Esta confluencia de factores hace del Sahel un polvorín que impacta directamente en la seguridad de Europa, y de manera muy particular en España, por su proximidad geográfica y sus lazos históricos con África.

La amenaza para España se manifiesta en varios niveles. En primer lugar, el terrorismo yihadista encuentra en el Sahel un santuario desde el que organizar ataques, reclutar combatientes y mantener rutas de financiación a través del narcotráfico, la trata de personas y el contrabando de armas; es lo habitual.

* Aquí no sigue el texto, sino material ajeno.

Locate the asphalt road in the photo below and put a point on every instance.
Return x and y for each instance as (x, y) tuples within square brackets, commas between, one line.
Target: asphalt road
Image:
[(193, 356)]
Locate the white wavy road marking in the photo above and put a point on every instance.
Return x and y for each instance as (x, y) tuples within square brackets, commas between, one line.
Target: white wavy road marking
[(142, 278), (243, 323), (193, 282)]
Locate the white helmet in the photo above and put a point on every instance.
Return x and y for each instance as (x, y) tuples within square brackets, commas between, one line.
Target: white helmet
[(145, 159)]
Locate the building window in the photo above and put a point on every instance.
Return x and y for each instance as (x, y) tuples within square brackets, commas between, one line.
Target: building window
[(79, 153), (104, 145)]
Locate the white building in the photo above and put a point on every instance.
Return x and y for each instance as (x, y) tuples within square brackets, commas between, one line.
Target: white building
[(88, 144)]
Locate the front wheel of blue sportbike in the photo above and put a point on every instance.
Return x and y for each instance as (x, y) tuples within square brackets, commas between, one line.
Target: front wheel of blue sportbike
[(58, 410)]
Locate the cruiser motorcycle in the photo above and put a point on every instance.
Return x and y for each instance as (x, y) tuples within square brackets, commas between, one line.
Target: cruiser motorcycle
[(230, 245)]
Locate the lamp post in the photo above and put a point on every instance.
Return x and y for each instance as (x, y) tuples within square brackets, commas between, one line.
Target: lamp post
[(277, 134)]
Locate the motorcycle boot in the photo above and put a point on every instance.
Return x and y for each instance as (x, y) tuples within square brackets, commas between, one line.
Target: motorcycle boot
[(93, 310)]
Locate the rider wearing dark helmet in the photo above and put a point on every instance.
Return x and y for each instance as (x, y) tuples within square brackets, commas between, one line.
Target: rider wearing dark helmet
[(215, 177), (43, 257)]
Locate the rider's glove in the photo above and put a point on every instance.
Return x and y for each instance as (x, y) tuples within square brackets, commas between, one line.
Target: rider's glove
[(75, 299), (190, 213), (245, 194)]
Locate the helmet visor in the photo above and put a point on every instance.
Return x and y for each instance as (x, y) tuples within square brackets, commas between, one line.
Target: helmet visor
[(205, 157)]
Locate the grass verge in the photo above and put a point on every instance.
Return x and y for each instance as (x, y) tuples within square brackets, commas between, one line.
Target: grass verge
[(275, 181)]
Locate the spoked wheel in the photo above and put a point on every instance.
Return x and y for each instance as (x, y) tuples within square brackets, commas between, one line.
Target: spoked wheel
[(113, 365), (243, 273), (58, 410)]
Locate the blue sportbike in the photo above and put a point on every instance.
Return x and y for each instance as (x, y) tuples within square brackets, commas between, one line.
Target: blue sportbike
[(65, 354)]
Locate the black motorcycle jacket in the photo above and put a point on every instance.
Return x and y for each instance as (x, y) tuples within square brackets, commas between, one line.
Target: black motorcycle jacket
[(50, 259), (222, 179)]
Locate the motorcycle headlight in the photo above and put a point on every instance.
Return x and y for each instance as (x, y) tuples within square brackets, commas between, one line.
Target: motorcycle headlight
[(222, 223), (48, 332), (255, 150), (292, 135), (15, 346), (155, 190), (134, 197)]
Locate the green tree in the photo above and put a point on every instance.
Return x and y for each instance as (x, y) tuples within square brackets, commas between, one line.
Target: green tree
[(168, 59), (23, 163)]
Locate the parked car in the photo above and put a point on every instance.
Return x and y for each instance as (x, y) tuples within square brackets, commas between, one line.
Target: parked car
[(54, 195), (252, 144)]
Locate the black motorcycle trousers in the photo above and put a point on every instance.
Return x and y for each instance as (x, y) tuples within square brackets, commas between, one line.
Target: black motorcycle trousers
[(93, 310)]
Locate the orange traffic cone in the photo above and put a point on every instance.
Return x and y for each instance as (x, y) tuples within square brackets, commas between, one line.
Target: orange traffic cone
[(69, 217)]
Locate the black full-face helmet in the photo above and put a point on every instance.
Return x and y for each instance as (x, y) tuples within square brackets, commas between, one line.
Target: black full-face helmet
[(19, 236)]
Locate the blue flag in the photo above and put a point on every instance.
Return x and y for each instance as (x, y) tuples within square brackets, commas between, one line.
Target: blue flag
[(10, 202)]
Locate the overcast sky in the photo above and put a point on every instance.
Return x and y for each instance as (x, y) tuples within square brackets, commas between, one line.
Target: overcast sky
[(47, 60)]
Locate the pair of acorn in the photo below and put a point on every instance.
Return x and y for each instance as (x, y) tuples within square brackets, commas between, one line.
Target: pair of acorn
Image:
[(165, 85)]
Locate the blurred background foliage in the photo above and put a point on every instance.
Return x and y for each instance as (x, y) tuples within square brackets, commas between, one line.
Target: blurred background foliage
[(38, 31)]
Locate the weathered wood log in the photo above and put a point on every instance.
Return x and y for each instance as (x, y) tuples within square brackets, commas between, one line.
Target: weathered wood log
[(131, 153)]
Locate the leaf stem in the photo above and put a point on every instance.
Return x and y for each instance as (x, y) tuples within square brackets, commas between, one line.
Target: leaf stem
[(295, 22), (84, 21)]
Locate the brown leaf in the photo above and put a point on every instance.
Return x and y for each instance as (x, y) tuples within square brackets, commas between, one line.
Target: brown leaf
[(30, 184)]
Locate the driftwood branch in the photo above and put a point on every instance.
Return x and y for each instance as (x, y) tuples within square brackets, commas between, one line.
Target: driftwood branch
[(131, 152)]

España, como puerta sur de Europa y país con presencia militar en misiones internacionales de estabilización en la zona, se convierte en un objetivo potencial.

En segundo lugar, la inestabilidad política y económica del Sahel impulsa flujos migratorios masivos hacia el norte. Miles de personas emprenden la ruta que atraviesa el Sáhara y llega a Marruecos o Mauritania con destino a las costas españolas de Canarias, Ceuta o Melilla. Aunque gran parte de esta migración responde a la búsqueda de mejores condiciones de vida, su carácter irregular genera tensiones sociales y presión sobre los recursos nacionales. Además, los flujos migratorios pueden ser instrumentalizados por redes criminales o incluso por actores estatales con intereses estratégicos.

Finalmente, la amenaza en el Sahel afecta a los intereses económicos españoles, especialmente en sectores como la energía, las telecomunicaciones y la pesca. La inseguridad regional compromete la inversión y el acceso a recursos esenciales, al tiempo que incrementa la dependencia de España de rutas alternativas más costosas.

En conclusión, la región del Sahel no es una amenaza lejana, sino un desafío directo a la seguridad y estabilidad. La respuesta exige una estrategia integral que combine cooperación internacional, apoyo al desarrollo y refuerzo de las capacidades de defensa, evitando que la inestabilidad al sur del Sáhara se traslade a nuestras fronteras.